Chamber Music Society delivers breezy, nuanced summer jazz.

By Anne Adams August 11, 2010

Esperanza Spalding’s new album, Chamber Music Society, is what I think they mean whenever they say, “tempest in a teapot.” It’s dynamic and unpredictable, yet so delicately contained and elegantly presented, that it seems perfectly safe to imbibe. Between Spalding’s facile acoustic bass grooves and wafting, soaring scat-vox, there’s a rumble of complexity full of hurricane thunders, rainstick rattles, swoons of strings, sudden bumps and small upsets, imbued throughout with a sensual summer warmth and lightheartedness. The wind has caught hold of the tablecloth. Oh my.

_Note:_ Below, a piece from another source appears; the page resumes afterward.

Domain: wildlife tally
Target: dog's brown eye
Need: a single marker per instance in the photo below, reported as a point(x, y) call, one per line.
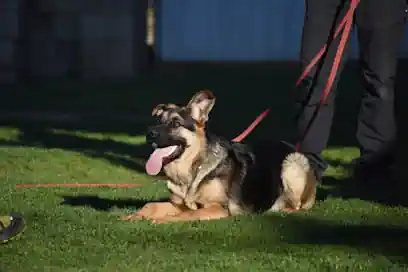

Culturephile first laid eyes on Ms. Spalding eight or so years ago at Portland’s old Meow Meow club, as the pivotal member of indie band Noise For Pretend. (That night, in addition to delivering a standout performance, she was tasked with outshining the keyboardist’s distractingly unseasonal stocking cap.) Quickly thereafter, Spalding ditched the local indiepop scene to make noise for real, obtaining a degree from Berklee College of Music and releasing self-titled debut album Esperanza, that captivated, among others, Mr. David Letterman—who in the clip below dubs her “the coolest person we’ve ever had on our show.”

Portland Jazz Festival recently chimed in its own endorsement, naming Spalding its Artistic & Community Ambassador. On August 17, when Chamber Music Society hits stores, you too can see what all the hubbub is about.